Novelix Pharmaceuticals reports 100,000‑share acquisition by Gattu Gnana Prakash group via warrant conversion
On 13 July 2026 the company disclosed that Gattu Gnana Prakash, Arati Gattu and Neha Gattu received 100,000 equity shares after converting preferential‑allotment warrants issued on 9 July 2026.
What Novelix Pharmaceuticals announced
Novelix Pharmaceuticals Ltd filed a Regulation 29(2) disclosure with BSE on 13 July 2026, informing the exchange that three individuals – Gattu Gnana Prakash, Arati Gattu and Neha Gattu – were allotted a total of 100,000 equity shares on 9 July 2026. The shares were issued as a conversion of warrants that had previously been allotted on a preferential‑allotment basis.
The company’s whole‑time director, Venkateshwarlu, signed the filing, confirming that the transaction complies with SEBI’s Substantial Acquisition of Shares & Takeovers (SAST) Regulations, 2011.
Details of the acquisition
- Acquirers: Gattu Gnana Prakash, Arati Gattu and Neha Gattu (acting in concert).
- Instrument: Conversion of warrants into equity shares; the warrants were originally issued through a preferential allotment.
- Date of allotment: 9 July 2026.
- Number of shares acquired: 100,000 equity shares of Rs 10 each.
- Mode of acquisition: Conversion of warrants, not a market purchase.
- Post‑acquisition holding: After conversion, the three acquirers together hold 4.00 million voting shares, which is 1.67 % of the total diluted share capital.
- Share capital impact:
- Before acquisition: Equity share capital of Rs 238.95 million (23.895 million shares).
- After acquisition: Diluted share capital of Rs 284.70 million (28.470 million shares), reflecting the addition of the converted shares and the underlying warrants.
Key facts at a glance
| Detail | Value |
|---|---|
| Company | Novelix Pharmaceuticals Ltd |
| BSE Code | 536565 |
| Filing date | 13 July 2026 |
| Acquirers (PAC) | Gattu Gnana Prakash, Arati Gattu, Neha Gattu |
| Shares acquired | 100,000 equity shares |
| Post‑acquisition diluted capital | 28.47 million shares (Rs 28.47 cr) |
| Holding of acquirers after conversion | 4.00 million shares (1.67 % of diluted capital) |
| Mode of acquisition | Conversion of warrants issued on preferential‑allotment basis |
| Source | Regulation 29(2) filing, BSE (13 July 2026) |
Why this matters for investors
The disclosure satisfies SEBI’s requirement to notify the market when a party acquires a material stake in a listed company. Although the 100,000‑share conversion represents a modest 1.67 % of the diluted capital, it signals that the promoter‑related group is exercising rights attached to previously issued warrants. The increase in diluted share capital from 23.895 million to 28.470 million shares marginally dilutes existing shareholders, but the impact is limited given the small percentage held by the acquirers.

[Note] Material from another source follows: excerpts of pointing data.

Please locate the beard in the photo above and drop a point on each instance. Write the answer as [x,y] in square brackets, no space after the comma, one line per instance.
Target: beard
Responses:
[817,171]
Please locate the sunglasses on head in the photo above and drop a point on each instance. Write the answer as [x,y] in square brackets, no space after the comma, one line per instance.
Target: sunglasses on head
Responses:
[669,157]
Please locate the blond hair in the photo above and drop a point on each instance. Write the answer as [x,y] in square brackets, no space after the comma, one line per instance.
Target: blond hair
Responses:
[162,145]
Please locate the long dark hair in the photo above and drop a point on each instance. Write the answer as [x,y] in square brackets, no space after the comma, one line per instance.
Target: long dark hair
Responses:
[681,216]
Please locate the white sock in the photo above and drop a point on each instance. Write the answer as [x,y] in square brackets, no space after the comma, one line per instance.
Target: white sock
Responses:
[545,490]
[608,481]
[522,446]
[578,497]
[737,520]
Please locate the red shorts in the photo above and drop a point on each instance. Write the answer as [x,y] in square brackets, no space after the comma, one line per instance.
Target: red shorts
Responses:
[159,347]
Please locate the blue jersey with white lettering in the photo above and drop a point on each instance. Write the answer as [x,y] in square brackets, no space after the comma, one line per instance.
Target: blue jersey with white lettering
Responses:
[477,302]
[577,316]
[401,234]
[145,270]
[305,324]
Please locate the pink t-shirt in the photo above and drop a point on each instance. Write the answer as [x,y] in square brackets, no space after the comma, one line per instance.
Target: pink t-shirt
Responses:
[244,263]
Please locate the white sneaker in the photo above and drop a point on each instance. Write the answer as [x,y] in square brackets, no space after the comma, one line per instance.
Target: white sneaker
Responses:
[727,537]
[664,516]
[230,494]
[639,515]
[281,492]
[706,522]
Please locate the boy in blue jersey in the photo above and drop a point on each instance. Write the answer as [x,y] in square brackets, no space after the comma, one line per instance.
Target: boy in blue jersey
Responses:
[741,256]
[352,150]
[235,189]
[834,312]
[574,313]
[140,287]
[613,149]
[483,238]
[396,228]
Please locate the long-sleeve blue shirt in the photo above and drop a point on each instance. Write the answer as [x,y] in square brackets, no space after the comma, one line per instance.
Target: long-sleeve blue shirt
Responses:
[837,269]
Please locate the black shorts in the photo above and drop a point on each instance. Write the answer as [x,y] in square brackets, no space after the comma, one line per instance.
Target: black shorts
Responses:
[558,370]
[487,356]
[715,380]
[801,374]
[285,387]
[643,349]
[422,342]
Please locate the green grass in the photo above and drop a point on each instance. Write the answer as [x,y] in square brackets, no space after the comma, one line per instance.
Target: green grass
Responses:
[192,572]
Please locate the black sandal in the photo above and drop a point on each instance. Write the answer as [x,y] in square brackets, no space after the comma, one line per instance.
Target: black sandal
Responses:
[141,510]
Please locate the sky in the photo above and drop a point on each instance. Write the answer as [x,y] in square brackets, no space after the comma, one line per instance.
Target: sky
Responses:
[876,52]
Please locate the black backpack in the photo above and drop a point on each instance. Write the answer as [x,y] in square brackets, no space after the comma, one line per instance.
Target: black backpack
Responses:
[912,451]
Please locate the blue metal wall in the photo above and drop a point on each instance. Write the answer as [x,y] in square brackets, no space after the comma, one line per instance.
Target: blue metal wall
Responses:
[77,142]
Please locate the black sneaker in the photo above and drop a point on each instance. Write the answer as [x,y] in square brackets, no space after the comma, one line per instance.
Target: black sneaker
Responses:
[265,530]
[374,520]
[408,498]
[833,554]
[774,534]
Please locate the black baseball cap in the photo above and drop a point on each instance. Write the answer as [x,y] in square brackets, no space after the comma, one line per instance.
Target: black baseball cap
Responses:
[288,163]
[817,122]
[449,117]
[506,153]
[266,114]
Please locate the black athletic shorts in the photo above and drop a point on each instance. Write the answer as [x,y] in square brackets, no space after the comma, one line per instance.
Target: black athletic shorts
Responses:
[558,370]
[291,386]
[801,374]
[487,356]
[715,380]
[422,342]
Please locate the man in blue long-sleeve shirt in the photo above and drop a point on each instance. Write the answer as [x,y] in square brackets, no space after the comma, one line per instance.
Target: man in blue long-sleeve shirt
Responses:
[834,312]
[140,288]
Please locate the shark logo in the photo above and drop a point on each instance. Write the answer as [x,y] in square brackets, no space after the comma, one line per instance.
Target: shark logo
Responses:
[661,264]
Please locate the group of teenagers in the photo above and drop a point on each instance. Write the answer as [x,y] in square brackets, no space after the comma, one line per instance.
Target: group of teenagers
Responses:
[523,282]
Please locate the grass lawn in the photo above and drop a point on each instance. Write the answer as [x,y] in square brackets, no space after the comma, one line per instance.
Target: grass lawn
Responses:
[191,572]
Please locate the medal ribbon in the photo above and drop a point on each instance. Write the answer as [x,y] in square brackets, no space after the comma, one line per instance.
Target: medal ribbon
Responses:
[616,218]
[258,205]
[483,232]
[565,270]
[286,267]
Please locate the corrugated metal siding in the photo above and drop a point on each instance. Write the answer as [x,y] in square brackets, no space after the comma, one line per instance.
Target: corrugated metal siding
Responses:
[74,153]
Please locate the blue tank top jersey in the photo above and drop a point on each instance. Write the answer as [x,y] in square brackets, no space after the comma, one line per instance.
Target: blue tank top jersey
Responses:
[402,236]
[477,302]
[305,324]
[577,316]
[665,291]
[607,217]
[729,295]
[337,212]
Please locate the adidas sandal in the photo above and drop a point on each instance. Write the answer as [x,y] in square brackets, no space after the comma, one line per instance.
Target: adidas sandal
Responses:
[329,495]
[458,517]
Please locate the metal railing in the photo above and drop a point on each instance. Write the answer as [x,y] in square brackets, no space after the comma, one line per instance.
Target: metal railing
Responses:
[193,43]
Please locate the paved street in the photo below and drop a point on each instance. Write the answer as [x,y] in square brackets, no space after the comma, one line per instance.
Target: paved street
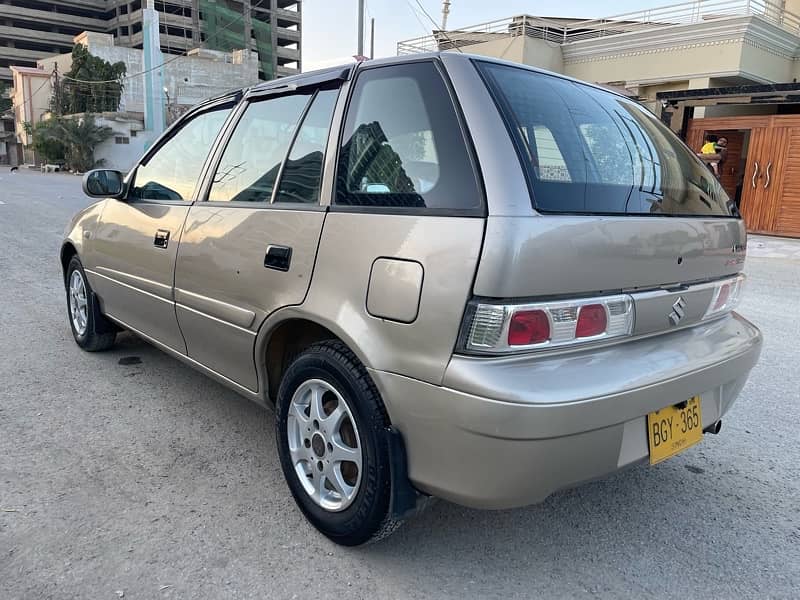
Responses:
[143,477]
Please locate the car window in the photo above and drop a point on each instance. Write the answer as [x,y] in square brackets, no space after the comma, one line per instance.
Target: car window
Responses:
[302,172]
[172,172]
[547,160]
[403,145]
[602,153]
[252,159]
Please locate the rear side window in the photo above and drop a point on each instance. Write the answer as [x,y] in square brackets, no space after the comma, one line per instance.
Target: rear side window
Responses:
[402,144]
[172,172]
[251,162]
[586,150]
[302,171]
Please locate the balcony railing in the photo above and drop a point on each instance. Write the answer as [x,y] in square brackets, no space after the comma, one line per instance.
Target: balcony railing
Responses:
[564,32]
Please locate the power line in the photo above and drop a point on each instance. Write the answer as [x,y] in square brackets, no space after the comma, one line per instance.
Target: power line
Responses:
[437,27]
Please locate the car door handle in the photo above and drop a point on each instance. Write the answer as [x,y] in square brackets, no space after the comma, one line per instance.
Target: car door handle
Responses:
[161,239]
[278,257]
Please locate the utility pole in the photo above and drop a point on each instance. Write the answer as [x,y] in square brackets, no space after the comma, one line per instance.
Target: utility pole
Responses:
[196,39]
[56,91]
[248,24]
[372,38]
[154,120]
[361,28]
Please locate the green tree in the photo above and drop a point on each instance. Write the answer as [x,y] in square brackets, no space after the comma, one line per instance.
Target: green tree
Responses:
[46,141]
[70,140]
[75,92]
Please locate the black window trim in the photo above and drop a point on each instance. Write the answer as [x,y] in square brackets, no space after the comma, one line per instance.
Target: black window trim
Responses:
[507,115]
[228,131]
[209,106]
[479,211]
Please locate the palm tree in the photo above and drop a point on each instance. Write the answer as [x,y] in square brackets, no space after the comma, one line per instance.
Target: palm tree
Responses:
[80,135]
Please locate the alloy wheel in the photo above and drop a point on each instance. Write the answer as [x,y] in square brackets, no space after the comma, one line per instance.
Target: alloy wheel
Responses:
[324,445]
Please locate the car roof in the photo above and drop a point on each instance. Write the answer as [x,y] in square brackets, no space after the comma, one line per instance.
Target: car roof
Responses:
[345,71]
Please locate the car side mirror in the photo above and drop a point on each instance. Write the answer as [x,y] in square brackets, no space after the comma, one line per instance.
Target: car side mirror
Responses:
[103,183]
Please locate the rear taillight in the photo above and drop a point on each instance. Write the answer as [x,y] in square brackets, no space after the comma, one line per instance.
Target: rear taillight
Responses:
[528,327]
[726,296]
[501,328]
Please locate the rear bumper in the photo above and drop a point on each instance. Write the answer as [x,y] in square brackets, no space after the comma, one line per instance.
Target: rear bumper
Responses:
[508,432]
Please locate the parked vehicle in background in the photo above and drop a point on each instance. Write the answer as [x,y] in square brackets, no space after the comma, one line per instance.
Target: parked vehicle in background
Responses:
[451,276]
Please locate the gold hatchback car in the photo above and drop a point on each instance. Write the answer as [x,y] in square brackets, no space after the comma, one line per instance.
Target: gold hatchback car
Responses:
[451,276]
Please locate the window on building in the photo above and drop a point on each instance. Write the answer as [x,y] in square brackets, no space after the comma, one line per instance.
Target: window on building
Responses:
[402,144]
[172,172]
[252,159]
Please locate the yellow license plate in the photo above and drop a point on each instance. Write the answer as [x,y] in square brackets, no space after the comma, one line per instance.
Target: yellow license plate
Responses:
[673,429]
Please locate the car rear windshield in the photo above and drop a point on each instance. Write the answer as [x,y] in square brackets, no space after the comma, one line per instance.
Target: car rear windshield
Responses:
[586,150]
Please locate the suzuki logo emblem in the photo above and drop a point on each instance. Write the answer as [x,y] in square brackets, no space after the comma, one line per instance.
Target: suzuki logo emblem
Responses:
[678,311]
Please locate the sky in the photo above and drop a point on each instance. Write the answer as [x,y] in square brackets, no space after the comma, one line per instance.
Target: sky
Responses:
[330,26]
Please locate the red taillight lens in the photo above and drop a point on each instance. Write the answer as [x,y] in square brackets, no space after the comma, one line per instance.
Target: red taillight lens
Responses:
[528,327]
[592,320]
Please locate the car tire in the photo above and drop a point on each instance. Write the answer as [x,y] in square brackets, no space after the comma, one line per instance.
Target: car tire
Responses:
[91,330]
[356,509]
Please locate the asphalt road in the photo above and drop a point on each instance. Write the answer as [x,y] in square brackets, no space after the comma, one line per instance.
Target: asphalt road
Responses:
[150,480]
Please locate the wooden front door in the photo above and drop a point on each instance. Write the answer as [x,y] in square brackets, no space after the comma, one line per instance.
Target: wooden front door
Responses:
[786,218]
[757,204]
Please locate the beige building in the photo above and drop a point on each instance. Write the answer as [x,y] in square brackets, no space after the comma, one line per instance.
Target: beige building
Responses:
[187,80]
[723,67]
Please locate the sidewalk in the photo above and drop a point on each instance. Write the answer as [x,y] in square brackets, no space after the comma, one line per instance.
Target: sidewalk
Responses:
[760,246]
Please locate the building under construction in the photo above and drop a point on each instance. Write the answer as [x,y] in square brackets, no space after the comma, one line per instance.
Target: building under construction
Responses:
[34,29]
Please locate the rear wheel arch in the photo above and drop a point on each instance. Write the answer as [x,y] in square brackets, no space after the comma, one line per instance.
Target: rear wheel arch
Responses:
[288,338]
[68,250]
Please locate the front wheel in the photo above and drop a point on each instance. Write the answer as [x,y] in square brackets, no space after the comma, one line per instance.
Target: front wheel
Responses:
[91,330]
[333,445]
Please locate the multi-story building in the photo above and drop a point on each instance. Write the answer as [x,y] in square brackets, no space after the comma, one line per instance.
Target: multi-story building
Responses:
[728,68]
[35,29]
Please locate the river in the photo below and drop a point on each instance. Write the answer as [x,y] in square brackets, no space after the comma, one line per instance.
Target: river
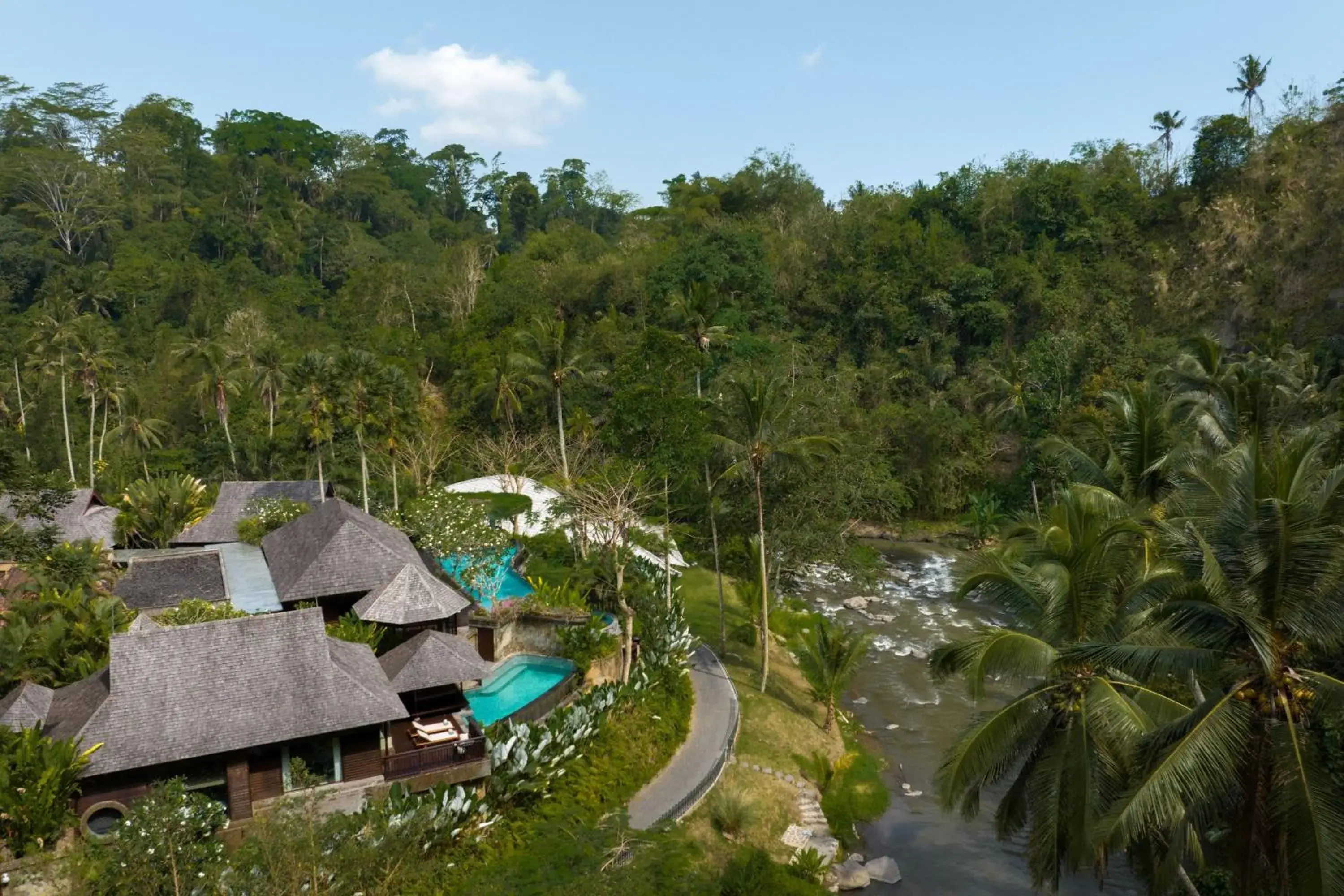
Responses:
[914,720]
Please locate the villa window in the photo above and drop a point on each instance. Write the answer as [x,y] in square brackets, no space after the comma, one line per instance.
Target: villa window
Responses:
[308,763]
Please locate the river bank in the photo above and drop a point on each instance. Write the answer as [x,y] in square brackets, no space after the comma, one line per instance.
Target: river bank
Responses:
[912,720]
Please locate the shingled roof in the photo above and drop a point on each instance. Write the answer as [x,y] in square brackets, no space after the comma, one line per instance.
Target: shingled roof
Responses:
[181,692]
[412,597]
[84,516]
[25,706]
[432,660]
[221,524]
[338,548]
[158,581]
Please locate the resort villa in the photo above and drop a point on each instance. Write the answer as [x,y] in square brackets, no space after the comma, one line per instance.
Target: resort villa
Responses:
[230,706]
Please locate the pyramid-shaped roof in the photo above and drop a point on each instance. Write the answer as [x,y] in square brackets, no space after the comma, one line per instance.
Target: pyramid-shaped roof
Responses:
[334,550]
[412,597]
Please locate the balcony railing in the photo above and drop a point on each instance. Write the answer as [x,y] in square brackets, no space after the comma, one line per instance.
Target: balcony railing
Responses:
[422,759]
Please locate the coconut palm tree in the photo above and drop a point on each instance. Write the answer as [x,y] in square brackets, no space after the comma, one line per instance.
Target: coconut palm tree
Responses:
[358,404]
[156,509]
[1166,124]
[828,659]
[271,377]
[316,374]
[1257,534]
[92,365]
[1250,77]
[503,383]
[1132,450]
[550,355]
[1065,742]
[138,431]
[218,379]
[47,351]
[757,428]
[694,311]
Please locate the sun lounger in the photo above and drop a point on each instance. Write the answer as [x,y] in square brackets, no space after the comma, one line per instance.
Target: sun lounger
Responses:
[436,728]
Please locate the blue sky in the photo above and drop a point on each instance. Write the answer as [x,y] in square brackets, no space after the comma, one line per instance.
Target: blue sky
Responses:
[862,90]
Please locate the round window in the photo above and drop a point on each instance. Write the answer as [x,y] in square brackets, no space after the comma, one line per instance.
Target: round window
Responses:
[103,821]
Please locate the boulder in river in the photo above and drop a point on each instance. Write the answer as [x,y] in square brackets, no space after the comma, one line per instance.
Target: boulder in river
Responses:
[883,870]
[851,875]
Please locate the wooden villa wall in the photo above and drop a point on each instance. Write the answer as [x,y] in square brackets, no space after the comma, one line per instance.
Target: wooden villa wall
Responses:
[362,755]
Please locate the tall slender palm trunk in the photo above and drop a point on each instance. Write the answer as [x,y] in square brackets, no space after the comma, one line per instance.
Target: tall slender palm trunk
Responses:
[363,469]
[23,414]
[765,594]
[65,421]
[93,420]
[560,426]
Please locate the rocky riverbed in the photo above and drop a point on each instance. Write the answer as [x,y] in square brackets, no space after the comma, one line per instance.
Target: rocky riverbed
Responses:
[913,720]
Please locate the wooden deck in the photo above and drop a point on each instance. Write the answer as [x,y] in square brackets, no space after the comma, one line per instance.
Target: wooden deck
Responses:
[410,759]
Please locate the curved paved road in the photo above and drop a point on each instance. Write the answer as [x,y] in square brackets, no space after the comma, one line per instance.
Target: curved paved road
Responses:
[713,727]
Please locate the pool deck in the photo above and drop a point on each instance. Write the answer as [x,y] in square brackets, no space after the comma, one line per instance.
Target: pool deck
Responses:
[699,759]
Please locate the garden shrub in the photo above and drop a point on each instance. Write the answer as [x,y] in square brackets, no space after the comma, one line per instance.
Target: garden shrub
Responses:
[38,777]
[164,847]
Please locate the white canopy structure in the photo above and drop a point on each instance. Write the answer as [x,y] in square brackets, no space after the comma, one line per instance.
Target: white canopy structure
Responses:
[545,517]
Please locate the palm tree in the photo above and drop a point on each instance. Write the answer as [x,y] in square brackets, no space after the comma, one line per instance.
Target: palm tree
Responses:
[92,363]
[138,431]
[358,373]
[828,660]
[1132,450]
[503,386]
[218,379]
[551,355]
[1166,124]
[1250,77]
[1257,534]
[315,375]
[397,394]
[1065,743]
[156,509]
[754,432]
[693,311]
[271,375]
[47,354]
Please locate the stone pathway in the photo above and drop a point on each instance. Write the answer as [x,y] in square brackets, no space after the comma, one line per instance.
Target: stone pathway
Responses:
[714,718]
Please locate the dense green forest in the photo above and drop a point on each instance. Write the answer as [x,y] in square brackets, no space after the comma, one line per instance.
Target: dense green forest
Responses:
[263,297]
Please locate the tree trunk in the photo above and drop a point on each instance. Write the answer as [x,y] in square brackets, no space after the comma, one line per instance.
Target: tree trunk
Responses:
[714,540]
[560,425]
[363,469]
[667,543]
[23,414]
[93,421]
[229,437]
[103,437]
[65,421]
[765,594]
[627,625]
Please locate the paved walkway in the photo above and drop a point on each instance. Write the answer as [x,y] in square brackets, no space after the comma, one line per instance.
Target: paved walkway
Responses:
[698,762]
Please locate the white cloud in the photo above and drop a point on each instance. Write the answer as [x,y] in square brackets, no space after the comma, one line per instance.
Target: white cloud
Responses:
[472,97]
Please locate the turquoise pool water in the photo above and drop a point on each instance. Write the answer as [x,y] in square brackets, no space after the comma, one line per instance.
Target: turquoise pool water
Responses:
[517,683]
[513,585]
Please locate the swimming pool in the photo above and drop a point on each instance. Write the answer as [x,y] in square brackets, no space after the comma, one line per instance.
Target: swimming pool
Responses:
[511,583]
[514,684]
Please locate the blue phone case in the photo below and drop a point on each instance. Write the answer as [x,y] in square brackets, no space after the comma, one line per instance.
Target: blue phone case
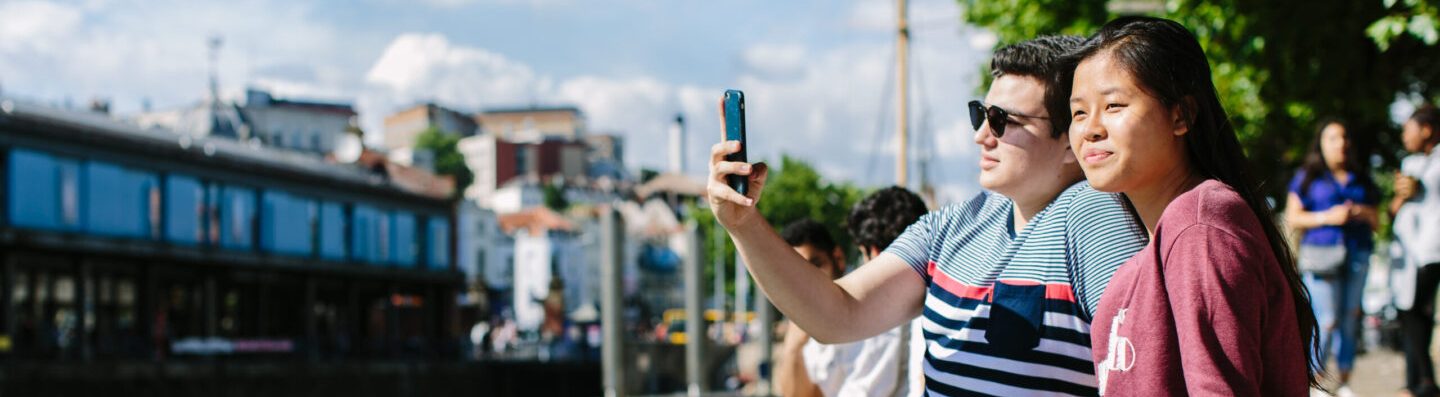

Investors should note that the transaction does not involve any cash consideration or open‑market purchase; it is a mechanical conversion of existing securities. Consequently, there is no immediate change in the company’s cash position or debt profile. The filing also confirms that the conversion complies with the SAST regulations, meaning no further regulatory approvals are pending for this specific share‑holding change.
Conclusion
Novelix Pharmaceuticals has recorded the conversion of preferential‑allotment warrants into 100,000 equity shares for the Gattu family, raising the diluted share capital to 28.47 million shares. The acquirers now hold 1.67 % of the voting capital. The filing fulfills SEBI’s disclosure obligations, and no additional approvals appear to be required for this transaction.